Als vorläufiges Fazit sei hier ergänzt, dass die Nichtteilnahme so manch anderer Experten – gerade vor dem Hintergrund einiger aktueller Veröffentlichungen[5] – auf Unverständnis stieß. Als Vorteil wurde übereinstimmend die überwiegende Teilnahme von Experten eingeschätzt, die über die jeweilige Situation (insbesondere über China) gut informiert waren. Dies erleichterte eine gemeinsame Sprache und eröffnete die Möglichkeit einer echten Diskussion. Die hochkarätige chinesische Delegation vertrat keineswegs einheitliche Positionen. Sie war sich andererseits in der Forderung nach „unabhängigen“ Gewerkschaften ebenso einig wie in der Anerkennung der dominierenden Rolle der KP. Kritisch festzustellen bleibt allerdings das Bestehen gewisser Wahrnehmungsdefizite auf beiden Seiten: Während die chinesische Seite immer noch das so genannte deutsche Sozialmodell stark idealisiert, gibt es bei der Betrachtung der chinesischen Situation von deutscher Seite im Wesentlichen drei Varianten eines Wahrnehmungsdefizits: Zum einen die Sicht jener, die aufgrund wirtschaftlicher Vorteile ihres Engagements in China weder die tatsächliche rechtstaatliche Entwicklung noch die Entwicklung der Arbeitsbeziehungen in China kritisch reflektieren. Diese Sichtweise war auf der Konferenz allenfalls „in der dritten Person“ vertreten. Zum anderen bestimmen immer wieder Wunschvorstellungen im Bezug auf China hiesige Sichtweisen. Das gilt sowohl für die gezielte Verneinung von Rechts- und Sozialfortschritten in China wie für die Überhöhung und Idealisierung solcher Fortschritte. Deutschen Experten wäre dabei vor allem zu empfehlen, sich mit der Sichtweise der Chinesen selbst auseinander zu setzen. So war beispielsweise trotz zum Teil völlig unterschiedlicher Ausrichtung der einzelnen Delegationsteilnehmer unter den chinesischen Experten die Frage des „langfristigen Aufbaus des Sozialismus“ kein Thema.
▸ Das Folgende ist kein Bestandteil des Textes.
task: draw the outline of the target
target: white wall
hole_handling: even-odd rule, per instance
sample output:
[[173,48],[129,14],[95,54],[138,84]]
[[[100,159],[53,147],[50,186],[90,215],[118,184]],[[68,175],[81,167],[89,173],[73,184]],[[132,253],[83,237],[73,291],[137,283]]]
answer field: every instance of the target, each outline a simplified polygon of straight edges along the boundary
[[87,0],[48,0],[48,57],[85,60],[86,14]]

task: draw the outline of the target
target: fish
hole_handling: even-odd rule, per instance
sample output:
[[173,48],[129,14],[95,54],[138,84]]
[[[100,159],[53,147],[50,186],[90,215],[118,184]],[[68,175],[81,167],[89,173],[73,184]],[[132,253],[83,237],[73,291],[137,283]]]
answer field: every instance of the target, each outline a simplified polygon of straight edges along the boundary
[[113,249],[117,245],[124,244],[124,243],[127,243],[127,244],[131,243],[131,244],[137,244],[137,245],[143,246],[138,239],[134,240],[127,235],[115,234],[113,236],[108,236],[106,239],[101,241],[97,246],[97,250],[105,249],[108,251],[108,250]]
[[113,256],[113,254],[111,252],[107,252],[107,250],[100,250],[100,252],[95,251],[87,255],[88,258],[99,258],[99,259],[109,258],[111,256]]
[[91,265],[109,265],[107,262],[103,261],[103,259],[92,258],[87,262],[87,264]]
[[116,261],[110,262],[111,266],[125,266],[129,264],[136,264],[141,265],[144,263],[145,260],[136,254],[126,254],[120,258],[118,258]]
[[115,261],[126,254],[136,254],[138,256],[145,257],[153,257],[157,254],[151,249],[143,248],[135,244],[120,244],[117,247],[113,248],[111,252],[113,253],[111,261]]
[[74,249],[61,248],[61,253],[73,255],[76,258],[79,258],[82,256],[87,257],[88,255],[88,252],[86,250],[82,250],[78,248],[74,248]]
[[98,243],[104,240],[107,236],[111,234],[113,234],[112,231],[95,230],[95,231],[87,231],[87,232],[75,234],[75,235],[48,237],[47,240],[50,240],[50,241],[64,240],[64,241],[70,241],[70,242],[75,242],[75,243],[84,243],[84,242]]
Was von deutscher Seite vielfach übersehen wird, ist das für China zentrale Phänomen des mangelnden Vollzugs vieler Rechtsnormen, darunter insbesondere auch der Normen des Arbeitsrechts. Das chinesische Arbeitsrecht ist nicht geeignet, irgendeinen Beweis dafür zu erbringen, dass sich China auf dem Weg zum „Sozialstaat“ oder gar „auf dem Weg zum Sozialismus“ befindet. Im Gegenteil: Der Vollzug des Arbeitsrechts hängt in entscheidender Weise von den Aktivitäten der chinesischen Arbeiterschaft ab. Dies wurde von den chinesischen Experten an Hand vieler Beispiele selbst bestätigt.

Je mehr in dem gegenwärtigen Industrialisierungsprozess Chinas auch Parallelen zur Geschichte der deutschen Industrialisierung erkannt werden, umso leichter ist es, zu einer gemeinsamen Sprache bei der Entwicklung von Arbeitsbeziehungen und dem Dialog über die Entwicklung interessenorientierter Gewerkschaften zu kommen. Notwendig erscheint dabei neben der juristisch normativen Betrachtung vor allem eine umfassende wissenschaftliche Analyse der wirtschaftlichen und sozialen Gesamtsituation in beiden Ländern.

Mit der Konferenz wurde ein wichtiger Schritt in Richtung auf einen deutsch-chinesischen Gewerkschaftsdialog gemacht. Zahlreiche weitere dezentrale Veranstaltungen auf lokaler Gewerkschaftsebene sind geplant.

[1] Vollständige Fassung des Berichts unter: http://www.drgeffken.de/index.php?id=19.

[2] Vgl. Geffken, Labour and trade unions in China, Brüssel 2006, S. 46, 106.

[3] Chang Kai war von den Streikenden bei Honda zum Verhandlungsführer bestimmt worden!

[4] Anm. d. Verf.: China hat den Pakt zwar unterzeichnet, aber nur unter Vorbehalt ratifiziert. Der Vorbehalt bezieht sich exakt auch auf diesen Punkt.

[5] Ein besonders ärgerliches Beispiel fehlender Vernetzung liefert hier Florian Butollo, der in einem soeben erschienenen Aufsatz (PROKLA 161, S. 619 ff.) beim Eingehen auf das neue chinesische Arbeitsvertragsgesetz den Aufsatz eines US-amerikanischen Autors zitiert, aber den dreisprachigen (!) und soeben in 2. Auflage in Deutschland erschienenen Kommentar von Geffken/Ma/Hsieh ignoriert.